In geval van integriteitskwesties is het maatschappelijk belang in het gedrang en wordt een ander of de organisatie iets aangedaan; de melder is zelf geen slachtoffer. Het betreft een gebeurtenis met gevaar voor de integere uitoefening van de organisatie of er is gevaar voor veiligheid, volksgezondheid of het milieu.
Voor integriteitskwesties verzoeken we je contact op te nemen met de directie of de vertrouwenspersoon.
3.1. Acties medewerker
Medewerkers die ongewenste omgangsvormen of integriteitsschendingen ervaren, kunnen, al dan niet na een vertrouwenspersoon te hebben geconsulteerd, verschillende stappen nemen, zoals:
1) De medewerker die het ongewenste gedrag vertoont zelf aanspreken (feedback geven), eventueel in aanwezigheid van de vertrouwenspersoon.
2) De ongewenste omgangsvormen of integriteitsschendingen melden bij de leidinggevende, HR, directie of RvT/bestuur (als de artistiek/zakelijk leider erbij betrokken is).
3) Een bemiddelingstraject initiëren; de vertrouwenspersoon kan hierover adviseren en ondersteuning bieden.

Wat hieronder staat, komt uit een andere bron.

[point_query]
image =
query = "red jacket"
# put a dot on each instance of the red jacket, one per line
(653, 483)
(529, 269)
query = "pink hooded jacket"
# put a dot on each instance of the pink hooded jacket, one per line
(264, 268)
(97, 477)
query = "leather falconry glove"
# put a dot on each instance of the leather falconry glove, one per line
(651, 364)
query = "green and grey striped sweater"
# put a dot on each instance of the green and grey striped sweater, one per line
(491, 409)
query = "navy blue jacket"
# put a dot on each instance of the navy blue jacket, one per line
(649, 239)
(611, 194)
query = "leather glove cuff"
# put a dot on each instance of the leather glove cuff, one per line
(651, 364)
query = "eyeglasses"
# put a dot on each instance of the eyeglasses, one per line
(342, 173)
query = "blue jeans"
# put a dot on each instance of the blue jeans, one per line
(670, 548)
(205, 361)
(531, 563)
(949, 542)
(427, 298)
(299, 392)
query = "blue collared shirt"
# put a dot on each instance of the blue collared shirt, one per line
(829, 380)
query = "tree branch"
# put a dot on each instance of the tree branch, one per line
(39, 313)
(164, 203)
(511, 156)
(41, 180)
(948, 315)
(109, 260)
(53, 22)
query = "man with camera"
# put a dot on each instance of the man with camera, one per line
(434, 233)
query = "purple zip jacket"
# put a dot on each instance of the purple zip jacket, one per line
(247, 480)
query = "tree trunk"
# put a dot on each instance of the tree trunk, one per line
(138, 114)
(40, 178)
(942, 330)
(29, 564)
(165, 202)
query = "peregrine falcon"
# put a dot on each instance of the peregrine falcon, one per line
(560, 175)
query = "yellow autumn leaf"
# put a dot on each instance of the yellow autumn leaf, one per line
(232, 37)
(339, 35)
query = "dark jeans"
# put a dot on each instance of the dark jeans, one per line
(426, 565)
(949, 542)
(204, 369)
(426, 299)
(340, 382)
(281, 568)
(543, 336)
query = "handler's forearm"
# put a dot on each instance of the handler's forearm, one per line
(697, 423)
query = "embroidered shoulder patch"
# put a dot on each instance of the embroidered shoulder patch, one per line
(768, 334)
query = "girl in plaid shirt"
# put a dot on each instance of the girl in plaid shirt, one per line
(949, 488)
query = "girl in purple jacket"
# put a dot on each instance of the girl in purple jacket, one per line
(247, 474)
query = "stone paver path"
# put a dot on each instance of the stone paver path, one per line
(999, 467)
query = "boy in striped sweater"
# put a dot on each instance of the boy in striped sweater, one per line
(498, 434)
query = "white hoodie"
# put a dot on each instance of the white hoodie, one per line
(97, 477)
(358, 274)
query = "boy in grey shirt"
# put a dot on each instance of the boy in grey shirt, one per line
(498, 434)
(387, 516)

4) Een formele klacht indienen (zie hiervoor artikel 2.4).
3.2. Acties werkgever
Indien een medewerker een melding doet van ongewenste omgangsvormen of integriteitsschendingen, kan de leidinggevende, HR, directie of RvT/bestuur, afhankelijk van de situatie, nagaan welke acties passend zijn, bijvoorbeeld:
1) De (vermeende) pleger aanspreken op het moment dat ongewenste omgangsvormen of de integriteitsschending zich voordoen;
2) Medewerkers die ongewenst gedrag vertonen (opnieuw) wijzen op de gedragscode;
3) Indien de (vermeende) pleger het gedrag niet ontkent de betrokkene bijsturen bijvoorbeeld door een mondelinge of schriftelijke waar- schuwing, functionerings- en beoordelingsgesprekken, het maken van afspraken, het aanbieden van een terugvalpreventietraject / coaching van de pleger;
4) Een bemiddelingsgesprek arrangeren / voeren;
5) Praktische maatregelen treffen als de situatie zich daarvoor leent en niemand daar bezwaar tegen heeft bijvoorbeeld: even niet met elkaar samenwerken;
6) Besluiten om nader onderzoek te (laten) doen en zo nodig maatregelen nemen naar aanleiding van de uitkomst daarvan (zie verder artikel 3).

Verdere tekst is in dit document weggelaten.